A framework for building a clinically relevant risk model.

Abstract

6554 Background: Acute care accounts for half of cancer expenditures and is a measure of poor quality care. Identifying patients at high risk for emergency department (ED) visits enables institutions to target resources to those most likely to benefit. Risk stratification models developed to date have not been meaningfully employed in oncology, and there is a need for clinically relevant models to improve patient care. Methods: We established and applied a predictive framework for clinical use with attention to modeling technique, clinician feedback, and application metrics. The model employs electronic health record data from initial visit to first antineoplastic administration for patients at our institution from January 2014 to June 2017. The binary dependent variable is occurrence of an ED visit within the first 6 months of treatment. The final regularized multivariable logistic regression model was chosen based on clinical and statistical significance. In order to accommodate for the needs to the program, parameter selection and model calibration were optimized to suit the positive predictive value of the top 25% of observations as ranked by model-determined risk.

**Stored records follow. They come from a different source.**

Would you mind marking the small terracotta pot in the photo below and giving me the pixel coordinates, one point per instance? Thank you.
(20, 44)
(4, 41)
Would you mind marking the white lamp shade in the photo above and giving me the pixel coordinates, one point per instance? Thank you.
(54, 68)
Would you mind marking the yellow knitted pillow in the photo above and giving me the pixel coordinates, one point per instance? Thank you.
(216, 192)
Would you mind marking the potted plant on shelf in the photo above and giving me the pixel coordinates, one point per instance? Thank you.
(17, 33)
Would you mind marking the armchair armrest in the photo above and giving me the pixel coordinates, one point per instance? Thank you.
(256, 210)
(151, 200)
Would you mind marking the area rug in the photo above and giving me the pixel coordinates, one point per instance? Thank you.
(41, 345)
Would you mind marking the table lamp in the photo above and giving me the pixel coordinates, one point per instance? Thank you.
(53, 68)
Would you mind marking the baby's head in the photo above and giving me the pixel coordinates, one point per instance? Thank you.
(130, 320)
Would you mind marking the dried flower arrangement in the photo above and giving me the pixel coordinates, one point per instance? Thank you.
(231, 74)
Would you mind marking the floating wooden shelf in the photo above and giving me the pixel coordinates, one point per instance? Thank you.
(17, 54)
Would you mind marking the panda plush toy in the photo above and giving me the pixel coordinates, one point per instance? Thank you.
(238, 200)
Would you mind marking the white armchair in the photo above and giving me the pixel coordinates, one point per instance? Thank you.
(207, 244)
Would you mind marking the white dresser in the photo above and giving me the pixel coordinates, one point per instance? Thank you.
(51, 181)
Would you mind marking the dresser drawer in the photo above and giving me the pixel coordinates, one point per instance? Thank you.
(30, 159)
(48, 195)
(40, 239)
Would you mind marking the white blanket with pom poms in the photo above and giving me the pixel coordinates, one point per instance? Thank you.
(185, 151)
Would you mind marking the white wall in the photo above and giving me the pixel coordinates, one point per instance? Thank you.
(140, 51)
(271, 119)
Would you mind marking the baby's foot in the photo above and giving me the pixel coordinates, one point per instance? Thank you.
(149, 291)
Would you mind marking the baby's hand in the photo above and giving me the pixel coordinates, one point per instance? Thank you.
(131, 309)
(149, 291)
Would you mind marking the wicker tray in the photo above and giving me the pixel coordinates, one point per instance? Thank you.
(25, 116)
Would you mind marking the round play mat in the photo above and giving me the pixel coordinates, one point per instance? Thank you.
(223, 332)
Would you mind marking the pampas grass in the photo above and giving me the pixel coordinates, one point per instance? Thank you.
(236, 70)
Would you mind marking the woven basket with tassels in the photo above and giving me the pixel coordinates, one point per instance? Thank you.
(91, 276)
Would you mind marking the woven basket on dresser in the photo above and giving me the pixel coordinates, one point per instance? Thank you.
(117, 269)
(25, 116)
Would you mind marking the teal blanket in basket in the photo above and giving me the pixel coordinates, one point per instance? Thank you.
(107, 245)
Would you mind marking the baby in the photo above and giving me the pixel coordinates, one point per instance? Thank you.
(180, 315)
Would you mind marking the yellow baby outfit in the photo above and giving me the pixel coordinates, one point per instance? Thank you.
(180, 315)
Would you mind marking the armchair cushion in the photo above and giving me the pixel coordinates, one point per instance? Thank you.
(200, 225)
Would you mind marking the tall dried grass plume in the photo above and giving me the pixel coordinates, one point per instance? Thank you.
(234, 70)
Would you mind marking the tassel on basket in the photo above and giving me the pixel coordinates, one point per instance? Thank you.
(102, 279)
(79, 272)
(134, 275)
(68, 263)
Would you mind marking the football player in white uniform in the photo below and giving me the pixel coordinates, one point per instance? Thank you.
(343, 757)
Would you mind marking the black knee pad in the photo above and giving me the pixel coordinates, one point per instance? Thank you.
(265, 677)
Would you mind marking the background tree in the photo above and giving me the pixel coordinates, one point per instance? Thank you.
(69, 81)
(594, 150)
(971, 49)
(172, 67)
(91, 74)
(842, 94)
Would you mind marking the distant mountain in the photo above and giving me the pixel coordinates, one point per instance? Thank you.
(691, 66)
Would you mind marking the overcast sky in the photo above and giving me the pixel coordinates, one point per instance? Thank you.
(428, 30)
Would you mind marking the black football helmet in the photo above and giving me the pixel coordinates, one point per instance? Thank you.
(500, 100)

Results: There are 5,752 antineoplastic administration starts in our training set, and 1,457 in our test set. The positive predictive value of this model for the top 25% riskiest new start antineoplastic patients is 0.53. From over 1,400 data features, the model was refined to include 400 clinically relevant ones spanning demographics, pathology, clinician notes, labs, medications, and psychosocial information. At the patient level, specific features determining risk are surfaced in a web application, RiskExplorer, to enable clinician review of individual patient risk. This physician facing application provides the individual risk score for the patient as well as their quartile of risk when compared to the population of new start antineoplastic patients. For the top quartile of patients, the risk for an ED visit within the first 6 months of treatment is greater than or equal to 49%. Conclusions: We have constructed a framework to build a clinically relevant risk model. We are now piloting it to identify those likely to benefit from a home-based, digital symptom management intervention.